L’exemple donné par Engel pour illustrer la différence entre (a) et (d) est le cas du raciste. Pour la position évidentialiste classique, « nous ne devons pas croire ou ne pas croire pour des raisons morales […], mais seulement sur la base de preuves ou de raisons suffisantes. […] Le raciste n’a pas tort du simple fait d’être raciste, mais parce qu’il adopte cette croyance sans preuves » (p. 40). Et faire cela, c’est soit violer des normes épistémiques, soit violer en plus, comme le dirait William Clifford, des normes morales. Engel en arrive à une position qui se situe à l’intersection de (c) et de (d).

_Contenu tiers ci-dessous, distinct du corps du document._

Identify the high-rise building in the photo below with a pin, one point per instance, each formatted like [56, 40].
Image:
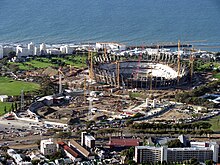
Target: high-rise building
[144, 154]
[37, 51]
[43, 49]
[31, 48]
[22, 51]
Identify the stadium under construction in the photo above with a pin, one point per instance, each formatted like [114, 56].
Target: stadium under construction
[155, 71]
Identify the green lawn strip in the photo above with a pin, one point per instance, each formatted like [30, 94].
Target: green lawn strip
[39, 64]
[2, 107]
[13, 88]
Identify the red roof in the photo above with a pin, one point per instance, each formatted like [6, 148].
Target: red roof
[123, 142]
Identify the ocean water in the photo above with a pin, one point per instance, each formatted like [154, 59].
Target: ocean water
[132, 22]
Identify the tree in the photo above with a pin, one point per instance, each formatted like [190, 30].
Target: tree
[5, 109]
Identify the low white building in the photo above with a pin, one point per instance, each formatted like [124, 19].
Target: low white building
[48, 147]
[66, 49]
[53, 51]
[7, 50]
[110, 45]
[37, 51]
[3, 98]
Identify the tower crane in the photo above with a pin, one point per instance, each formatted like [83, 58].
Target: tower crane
[191, 60]
[118, 73]
[60, 80]
[90, 57]
[178, 58]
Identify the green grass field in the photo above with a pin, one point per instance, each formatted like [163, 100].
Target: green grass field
[76, 61]
[2, 107]
[13, 88]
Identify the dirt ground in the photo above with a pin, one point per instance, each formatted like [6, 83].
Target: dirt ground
[172, 115]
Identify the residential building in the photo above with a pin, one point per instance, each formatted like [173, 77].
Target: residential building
[123, 142]
[87, 140]
[31, 48]
[48, 147]
[7, 50]
[66, 49]
[70, 152]
[110, 45]
[22, 51]
[145, 154]
[81, 150]
[53, 51]
[37, 51]
[43, 49]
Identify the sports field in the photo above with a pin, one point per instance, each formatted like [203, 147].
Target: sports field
[13, 88]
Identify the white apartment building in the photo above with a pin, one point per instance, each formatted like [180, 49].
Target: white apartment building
[22, 51]
[66, 49]
[111, 46]
[1, 52]
[145, 154]
[47, 147]
[37, 51]
[42, 49]
[53, 51]
[31, 48]
[6, 50]
[89, 141]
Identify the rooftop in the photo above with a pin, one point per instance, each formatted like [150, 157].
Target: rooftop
[123, 142]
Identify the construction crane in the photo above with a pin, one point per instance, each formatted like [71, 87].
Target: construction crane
[105, 52]
[118, 73]
[60, 80]
[85, 89]
[178, 58]
[138, 66]
[90, 57]
[191, 60]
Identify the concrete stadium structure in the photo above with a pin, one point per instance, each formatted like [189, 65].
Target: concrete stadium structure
[155, 71]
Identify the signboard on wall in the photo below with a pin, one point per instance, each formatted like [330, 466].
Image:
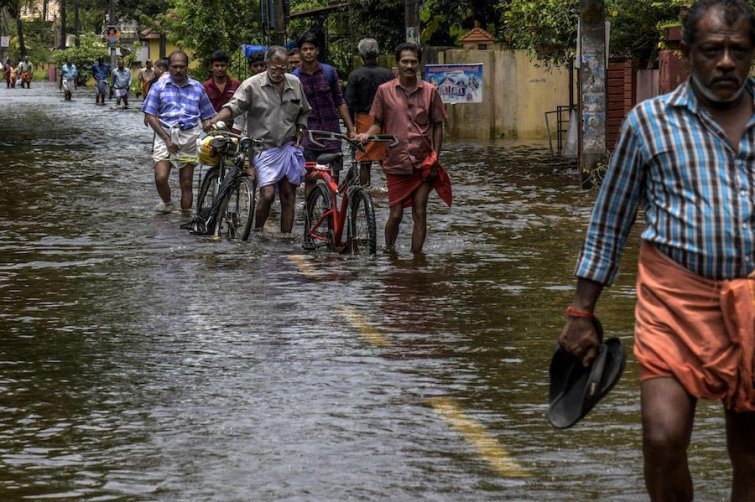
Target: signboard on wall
[457, 83]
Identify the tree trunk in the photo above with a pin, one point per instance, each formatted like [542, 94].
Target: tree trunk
[21, 45]
[14, 10]
[76, 25]
[63, 32]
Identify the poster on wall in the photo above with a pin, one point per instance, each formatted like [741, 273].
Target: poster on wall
[457, 83]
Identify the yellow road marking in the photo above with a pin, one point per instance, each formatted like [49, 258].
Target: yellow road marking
[474, 433]
[304, 265]
[358, 321]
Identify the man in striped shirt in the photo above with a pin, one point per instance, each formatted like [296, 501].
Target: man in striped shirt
[689, 157]
[176, 108]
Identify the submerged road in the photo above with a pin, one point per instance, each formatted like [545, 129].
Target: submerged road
[139, 362]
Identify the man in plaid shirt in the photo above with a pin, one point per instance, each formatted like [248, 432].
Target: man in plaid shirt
[176, 108]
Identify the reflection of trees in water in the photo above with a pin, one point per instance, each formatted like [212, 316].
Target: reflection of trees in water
[414, 301]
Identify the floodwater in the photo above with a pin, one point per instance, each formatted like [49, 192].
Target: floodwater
[139, 362]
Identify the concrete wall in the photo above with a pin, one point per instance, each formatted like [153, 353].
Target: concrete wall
[516, 95]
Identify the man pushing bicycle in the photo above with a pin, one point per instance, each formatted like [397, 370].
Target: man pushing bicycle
[276, 114]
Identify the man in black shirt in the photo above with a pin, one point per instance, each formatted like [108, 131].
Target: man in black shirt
[361, 88]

La deuxième manière par laquelle l’auteur « ouvre des portes », c’est en traitant d’une multitude de thèmes connexes associés à l’éthique de la croyance. Des sections sont consacrées à l’éthique de la croyance religieuse, aux vertus intellectuelles, à la « bullshit », à la foutaise, à la futilité, à la frivolité, à l’indifférence à la vérité, au snobisme, à la bêtise, à la vanité intellectuelle, aux vices politiques, à la curiosité (à la fois comme vice et comme vertu) et à l’injustice épistémique (dont il reconnaît l’importance tout en ayant des doutes sur son caractère proprement épistémique).

Dans le chapitre consacré aux croyances religieuses, pour ne prendre qu’une de ces sections, l’auteur aborde notamment le déisme rationaliste, le déisme fidéiste, la position néo-wittgensteinienne, la position des tenants de l’exception religieuse ainsi que diverses positions pragmatistes. Sa conclusion, bien raisonnable, est que les critiques de l’évidentialisme (cela nous prend des raisons suffisantes pour croire à quoi que ce soit) ne sont pas fondées. Les déistes rationalistes voient correctement les choses, tout comme leurs opposants fidéistes, car tous deux partagent la prémisse selon laquelle ou bien on a des raisons épistémiquement valables de croire ou bien on n’en a pas du tout. Quant aux néo-pragmatistes, ainsi qu’aux tenants de certaines autres des positions évoquées, leur position est intenable : ils tentent de se faufiler à l’aide de prétendues « bonnes raisons qui ne sont toutefois pas de bonnes raisons sur le plan épistémique » et ils échouent à le faire ou, à tout le moins, changent de registre, comme lorsque certains d’entre eux prennent « croire à X » comme signifiant « faire confiance à X ».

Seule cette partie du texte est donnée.